Kanserde erken tanı oldukça önemli. Sönmez'in tasarladığı cihaz, kanserli hücreleri kanda tespit ettiği için hastalığı önden teşhis edebiliyor.
"Bu noktada kanserin çok daha erken safhalarda teşhis edilmesini sağlamak gerekiyor. Bunu yapabilmek için de geleneksel kanser teşhis yöntemlerinin dışına çıkıp, kan dolaşımındaki kanser hücrelerini tespit edebilecek bir cihaz geliştirdik."
Cihazın altyapısını Türkiye'de oluşturdu
Kanser, oluştuğu dokudan bir diğerine büyük ölçüde kan dolaşımıyla yayılıyor. Hastalık, başka bir organa giren kılcal damarlara ulaşıp, buradan damar dışına çıkarak bu bölgeyi tamamen kontrolü altına alıyor.
25 yaşındaki Türk bilim insanı Sönmez, bu nedenle kandaki kanseri hücrenin tesptinin önemli olduğunu vurguladı.
"Kandaki bu kanser hücreleri bir şekilde tespit edilebilirse, hastalık başka organlara yayılmadan tedaviye başlanabilir. İşte geliştirdiğimiz cihaz da bu düşünceden ortaya çıktı. Cihaz, İTÜ Nanoteknoloji Merkezindeki temiz odalarda üretilen özel geometrilere sahip mikro kanallardan oluşuyor. Bunlar saç telinden küçük kanallar. Bu kadar küçük kanalla hücreleri çok daha yüksek bir isabetle kontrol edebiliyoruz. Alınan 1-2 mililitre kan örneği cihazdaki mikro kanala belli bir debide pompalanıyor. Kan örneğinde milyarlarca kan hücresinin yanında eser miktarda metastatik kanser hücresi de bulunuyor. Kanser hücreleri kanda oran olarak çok çok düşük seviyelerde.
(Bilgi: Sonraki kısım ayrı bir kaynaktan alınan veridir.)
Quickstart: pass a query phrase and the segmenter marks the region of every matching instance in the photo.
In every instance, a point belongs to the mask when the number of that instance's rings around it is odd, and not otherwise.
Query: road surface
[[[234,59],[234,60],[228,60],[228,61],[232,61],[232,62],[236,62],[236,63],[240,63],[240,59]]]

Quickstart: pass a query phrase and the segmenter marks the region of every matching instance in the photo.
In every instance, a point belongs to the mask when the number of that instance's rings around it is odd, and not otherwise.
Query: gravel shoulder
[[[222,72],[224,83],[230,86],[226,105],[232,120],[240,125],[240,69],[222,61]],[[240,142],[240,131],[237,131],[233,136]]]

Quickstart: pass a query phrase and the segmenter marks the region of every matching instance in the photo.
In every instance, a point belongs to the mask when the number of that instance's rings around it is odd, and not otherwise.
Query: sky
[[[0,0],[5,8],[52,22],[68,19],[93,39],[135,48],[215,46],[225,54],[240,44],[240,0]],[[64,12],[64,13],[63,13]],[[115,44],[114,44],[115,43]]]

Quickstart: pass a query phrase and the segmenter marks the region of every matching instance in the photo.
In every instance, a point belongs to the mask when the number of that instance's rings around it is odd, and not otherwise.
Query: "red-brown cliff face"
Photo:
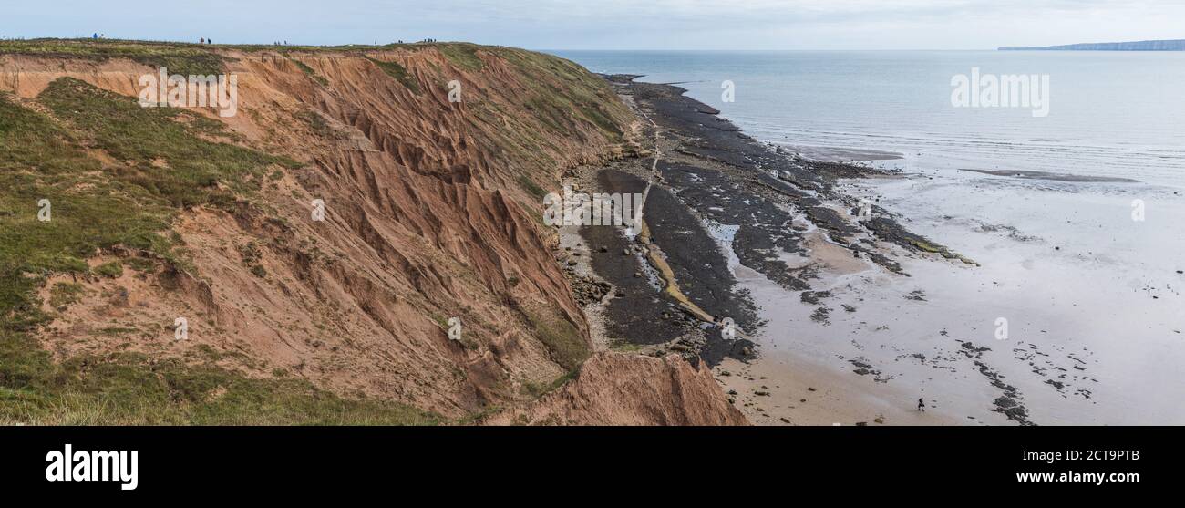
[[[600,78],[561,58],[468,44],[203,51],[237,75],[239,102],[230,118],[191,110],[229,129],[220,141],[296,164],[236,191],[233,205],[179,209],[169,229],[182,269],[84,278],[77,301],[49,310],[44,348],[59,358],[214,351],[249,376],[305,377],[449,418],[526,404],[524,387],[591,355],[539,210],[566,167],[633,150],[635,119]],[[142,58],[0,53],[0,91],[50,116],[43,93],[58,80],[130,100],[156,72]],[[79,142],[102,172],[130,164]],[[88,263],[127,255],[101,249]],[[77,277],[51,274],[43,300],[68,279]],[[168,326],[178,316],[184,342]],[[132,331],[113,339],[113,329]],[[601,421],[634,423],[589,420]]]

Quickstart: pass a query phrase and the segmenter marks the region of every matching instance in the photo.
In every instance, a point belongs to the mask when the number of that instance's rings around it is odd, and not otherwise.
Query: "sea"
[[[1001,386],[1038,425],[1185,424],[1185,52],[551,52],[678,84],[805,157],[897,170],[847,191],[978,263],[824,271],[827,323],[738,267],[764,355],[850,376],[859,358],[879,404],[925,396],[967,425],[1017,423]],[[981,95],[1018,77],[1030,102]],[[968,82],[981,100],[960,101]]]

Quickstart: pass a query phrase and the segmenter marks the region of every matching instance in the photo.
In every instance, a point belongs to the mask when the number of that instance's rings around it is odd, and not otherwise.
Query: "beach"
[[[608,78],[656,139],[570,174],[597,191],[653,182],[648,235],[572,242],[613,287],[585,306],[608,347],[703,358],[756,424],[1185,421],[1162,404],[1185,395],[1179,191],[819,160],[678,87]],[[1133,221],[1133,199],[1155,217]]]

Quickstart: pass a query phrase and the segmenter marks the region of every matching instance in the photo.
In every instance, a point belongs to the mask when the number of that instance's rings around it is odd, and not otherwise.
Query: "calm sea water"
[[[747,133],[904,170],[1031,170],[1185,186],[1185,52],[552,51],[680,83]],[[955,75],[1048,75],[1050,110],[956,108]],[[722,83],[735,83],[735,102]]]

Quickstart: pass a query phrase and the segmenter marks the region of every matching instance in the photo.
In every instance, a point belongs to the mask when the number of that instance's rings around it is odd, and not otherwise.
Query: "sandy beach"
[[[645,243],[597,227],[575,241],[588,275],[614,287],[585,310],[622,337],[615,347],[707,361],[762,425],[1185,421],[1160,404],[1183,395],[1180,236],[1149,233],[1179,229],[1173,190],[815,160],[744,135],[677,87],[630,78],[610,81],[653,122],[656,164],[571,180],[654,183]],[[1130,227],[1136,197],[1159,221]],[[722,334],[724,318],[737,334]],[[1133,357],[1114,337],[1165,355]]]

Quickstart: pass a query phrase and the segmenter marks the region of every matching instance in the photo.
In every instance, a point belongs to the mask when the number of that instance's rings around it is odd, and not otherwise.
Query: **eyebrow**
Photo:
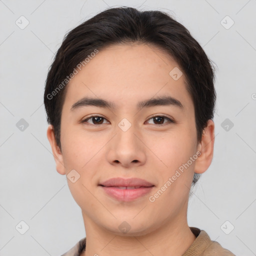
[[[182,110],[184,108],[182,102],[170,96],[162,96],[139,102],[137,104],[137,108],[166,106],[174,106]],[[108,102],[102,98],[84,97],[73,104],[70,110],[72,111],[87,106],[95,106],[98,108],[110,108],[112,110],[117,108],[116,106],[113,102]]]

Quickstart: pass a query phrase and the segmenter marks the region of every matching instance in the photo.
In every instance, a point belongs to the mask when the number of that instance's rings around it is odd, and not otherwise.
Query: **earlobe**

Bu oran 1/1 milyar kadar düşük bile olabilir. Yani bu 1 milyar kan hücresini inceleyip içerisindeki 1 tane kanser hücresini tespit etmeyi amaçlıyoruz. Bunu da mikro kanalın içerisinde oluşturduğumuz akış kuvvetlerinden yararlanarak yapıyoruz."
Ulusal patentini aldı
Mikro kanala aktarılan kanın cihaz çıkışında ikiye ayrıldığını vurgulayan Sönmez, ayrıştırılan numunelerin daha sonra laboratuvarda biyolojik testlere tabi tutularak kanserli hücrenin hangi organdan çıkıp dolaşıma girdiğinin saptandığına işaret etti.
İncelenen kanser hücrelerinin tipinin de belirlendiğini anlatan Sönmez, "Burada hangi tür tedavi uygulanırsa hastanın iyileşeceği ortaya çıkmış oluyor. Cihazın ulusal patentini aldık. Yaklaşık 2 ay önce uluslararası patent için başvurumuzu gerçekleştirdik. Şu anda 'patent pending' durumundayız. Laboratuvar testleri daha ileri aşamada devam ediyor. Bunun devamında klinik testlere başlayacağız" dedi.
Sönmez, halen test aşamasında olan cihazın nihai gelişimini tamamlayıp uluslararası kullanım belgesini aldıktan sonra ucuza üretilmek amacıyla "kullan at" formuna da indirgenebileceğini söyledi.